魔工銃改良実験任務③
「ジャックス君って、魔工銃はまったくもってだめなわけ?」
初日ということもあり、軽く食事のつもりが盛り上がりすぎたようだ。
チームのメンバーは何人かは酔いつぶれ机に突っ伏している。
ジャックスはかなり強い方だが、アッシュもなかなかに飲める口のようだ。
「魔弾を打つときに自分の魔力も流しちまって負荷かけすぎちまうんだよな。」
銃を借りて触ってみる。久々に触る銃の感触はやはりなれないものだ。
「魔弾なしでやったら?空打ちはダメなん?」
「それやるなら直で魔力打った方が楽だな」
ジャックスの答えにアッシュはそれもそうかとうなづく。
「その能力はやっぱりソチ族の能力を強く受け継いだんだね」
飲み終わったのか次の一杯を店員に手をあげ合図する。
「そうだな・・・お偉いさんの考えでは、母さんの力を使えて親父のような魔工銃の操作がうまい人間になる予定だったんだけどな」
ジャックスの母は遠い大陸にすむソチ族出身であった。
雷魔法を得意とし、帯電することで自身の能力を底上げする力を持っている。
歴代最強と言われる魔工銃隊長として名をはせた父とは政略結婚であったが、お互いをとても大切にしていた家族であった。

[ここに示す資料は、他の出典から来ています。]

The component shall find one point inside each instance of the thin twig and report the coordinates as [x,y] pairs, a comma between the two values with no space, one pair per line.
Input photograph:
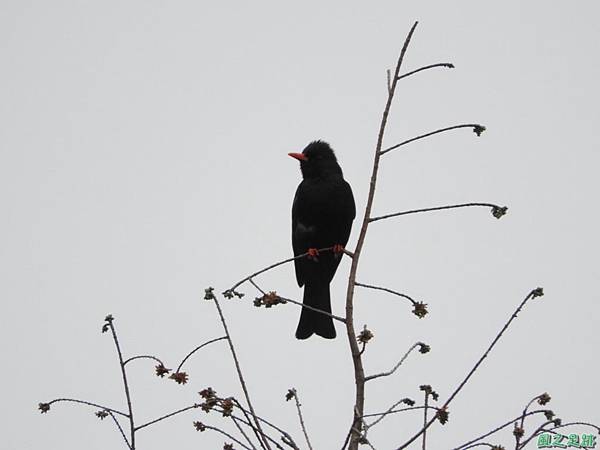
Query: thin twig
[359,375]
[224,433]
[285,261]
[120,428]
[144,357]
[166,416]
[241,430]
[295,302]
[196,349]
[522,424]
[378,288]
[239,371]
[248,421]
[302,420]
[596,427]
[390,372]
[551,430]
[534,293]
[431,66]
[477,128]
[125,384]
[275,427]
[83,402]
[269,438]
[435,208]
[495,430]
[391,410]
[526,441]
[425,418]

ジャックスは自己での弾薬も調達できることから幼少期は大いに期待されていた。
が、あまりにソチ族の血が濃く出たのか、魔工銃での魔力操作との相性が悪く
魔工銃を用いたエーデル風の戦いには向かない性質であった。
戦闘能力や学科で優秀な成績を収めても、魔工銃隊には所属はできなかった。
「ま、警備隊は性に合ってるからいいんだけどよ」
そう言いながら2本の剣の鞘をなでる。
「そんなこと言って、こんなに優秀なら遊撃隊にもはいれちゃうかもよ」
アッシュの元によく冷えた追加の酒が届く。
「あそこの部隊に入るのってスカウト制なんだろ?お前らみたいな魔工銃隊ならともかく
俺らガードが仕事見てくれることなんてほぼないからなぁ」
遊撃隊は基地外部の活動がメインの部隊で軍の中でも能力の秀でたもののみしか所属していない部隊である。
所属希望を出してなれるものではないことから、隊員の所属に関してはスカウト制ではないかといわれている。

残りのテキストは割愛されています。